Five Strategies for More Effective Assessments of State Demonstrations

What are state and federal policymakers looking for when they invest[i] in state health care demonstration projects? Results. Policymakers need evaluation data to justify investments to legislators and other stakeholders, and to accurately assess the effectiveness of the demonstrations. However, gauging the impact of state demonstrations through monitoring and evaluation requires a great deal of time and effort from both state and federal officials: collecting and reporting data, participating in evaluators’ interviews and site visits, and reading and processing monitoring reports require considerable staff capacity.
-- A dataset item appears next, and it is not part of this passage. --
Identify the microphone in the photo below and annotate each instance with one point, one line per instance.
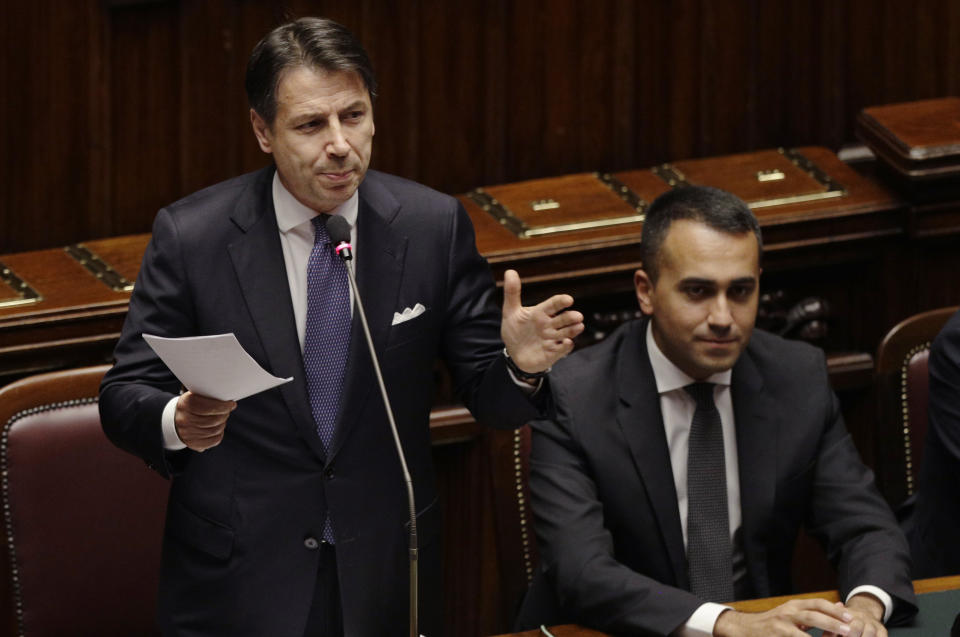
(339, 231)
State and federal leaders grappled with these issues at a June 2015 meeting convened by the National Academy for State Health Policy (NASHP) with the support of The Commonwealth Fund, and a number of promising strategies emerged. More information on the strategies discussed at the meeting can be found in the brief, “Determining the Impact of State Demonstrations: Considerations for State and Federal Policymakers.”

  1. State and federal officials can work cooperatively to align program goals and reporting and evaluation requirements. Communication between state and federal officials early in the demonstration process may help align state and federal program and evaluation goals, as well as help balance states’ desire for flexibility with the need for accountability.
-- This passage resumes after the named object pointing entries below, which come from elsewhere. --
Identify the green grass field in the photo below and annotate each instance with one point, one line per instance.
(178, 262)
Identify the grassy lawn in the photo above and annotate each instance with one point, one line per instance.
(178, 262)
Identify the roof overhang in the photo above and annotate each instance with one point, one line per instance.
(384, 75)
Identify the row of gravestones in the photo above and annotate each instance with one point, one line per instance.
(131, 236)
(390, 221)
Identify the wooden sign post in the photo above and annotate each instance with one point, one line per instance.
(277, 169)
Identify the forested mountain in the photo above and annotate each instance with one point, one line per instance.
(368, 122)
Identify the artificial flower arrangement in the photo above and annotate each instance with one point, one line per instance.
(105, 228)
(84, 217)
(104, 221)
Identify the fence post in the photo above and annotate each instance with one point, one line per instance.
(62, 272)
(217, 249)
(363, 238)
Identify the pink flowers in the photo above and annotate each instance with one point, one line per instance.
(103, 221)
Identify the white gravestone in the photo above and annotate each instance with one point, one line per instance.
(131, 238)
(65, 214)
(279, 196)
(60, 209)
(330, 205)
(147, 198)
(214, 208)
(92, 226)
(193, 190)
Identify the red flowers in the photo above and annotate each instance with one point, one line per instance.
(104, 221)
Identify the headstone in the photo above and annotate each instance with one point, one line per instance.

Federal officials suggest that states approach them with a reform goal, and then work collaboratively to jointly identify the most appropriate funding mechanism. For their part, states seek the flexibility to address state-specific needs in their demonstrations.
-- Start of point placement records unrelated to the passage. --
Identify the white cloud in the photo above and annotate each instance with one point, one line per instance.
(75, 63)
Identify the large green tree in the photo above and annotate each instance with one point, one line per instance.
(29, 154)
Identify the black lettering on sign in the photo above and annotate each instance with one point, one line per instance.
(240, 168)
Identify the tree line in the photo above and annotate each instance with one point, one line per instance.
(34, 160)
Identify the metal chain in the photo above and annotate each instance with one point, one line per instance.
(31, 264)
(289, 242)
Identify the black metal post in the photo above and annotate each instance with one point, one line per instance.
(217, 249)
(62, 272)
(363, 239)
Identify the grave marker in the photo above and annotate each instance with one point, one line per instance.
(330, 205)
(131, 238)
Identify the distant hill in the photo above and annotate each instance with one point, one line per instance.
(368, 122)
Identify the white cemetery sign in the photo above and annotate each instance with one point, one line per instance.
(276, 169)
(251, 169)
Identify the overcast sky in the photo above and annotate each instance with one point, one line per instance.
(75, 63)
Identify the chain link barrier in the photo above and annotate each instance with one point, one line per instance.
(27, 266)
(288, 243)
  1. A planning period at the start of demonstrations would help states better align performance measures and evaluation criteria with the goals of the program. Currently, demonstrations are often underway in states before an outside evaluator is hired, which stymies efforts to embed evaluation into the design of the demonstration.

A planning period could help states and federal agencies align performance measures and evaluation criteria, and ensure that both are consistent with the goals of the relevant programs. It could also help states finalize implementation protocols and prepare for ramp-up, and give evaluations the nimbleness needed to adapt to early program changes.

  1. Jointly developing a meaningful set of standardized core measures could help state and federal officials streamline monitoring and evaluation. State and federal officials could work together to jointly develop a modest set of core measures that are common across demonstrations, with additional demonstration-specific measures reported separately as needed.

A set of routinely reported common measures—perhaps using the Congressionally mandated set of adult and child Medicaid core measures as a starting point–would relieve some of the burden associated with collecting and reporting different measures for different programs, and may help to better align evaluation and performance measurement with the goals of the demonstration. 

  1. Giving states timely feedback can help improve demonstrations. When evaluation reports are issued after a lengthy time lag—sometimes after demonstrations are over—states cannot use the information to help improve programs.

Timing evaluations to drive learning and change would increase evaluations’ impact on state demonstrations. The federal emphasis on rapid cycle evaluation has the potential to help states improve their programs in response to well-timed data.

  1. Designing assessments that help policymakers answer practical questions of feasibility can help spread promising practices. State officials need to know whether they can use their existing resources to replicate successful demonstrations from other states.

One state official said, “I need to know not only if a demonstration worked, but if we can actually do it. Is the demonstration part of day-to-day work, or is it an additional layer?”

Opportunities exist for states and the federal government to work collaboratively to streamline monitoring, reporting, rapid cycle assessment, and longer-term evaluation. In the wake of significant changes to the U. S. health care system, policymakers are closely watching the outcomes of federal demonstrations to see what works and what doesn’t in the realm of payment and delivery reform. The stakes are high, and state and federal officials can work together to meet the challenge.

[i]For example, the ACA appropriated $10 billion dollars for the Center for Medicare and Medicaid Innovation (CMMI), which funds innovative payment and delivery models in states and health care facilities. According to a March 6, 2015 Congressional Research Service report, CMMI was appropriated $10 billion for FY2011-FY2019 and $10 billion for each subsequent ten-year period.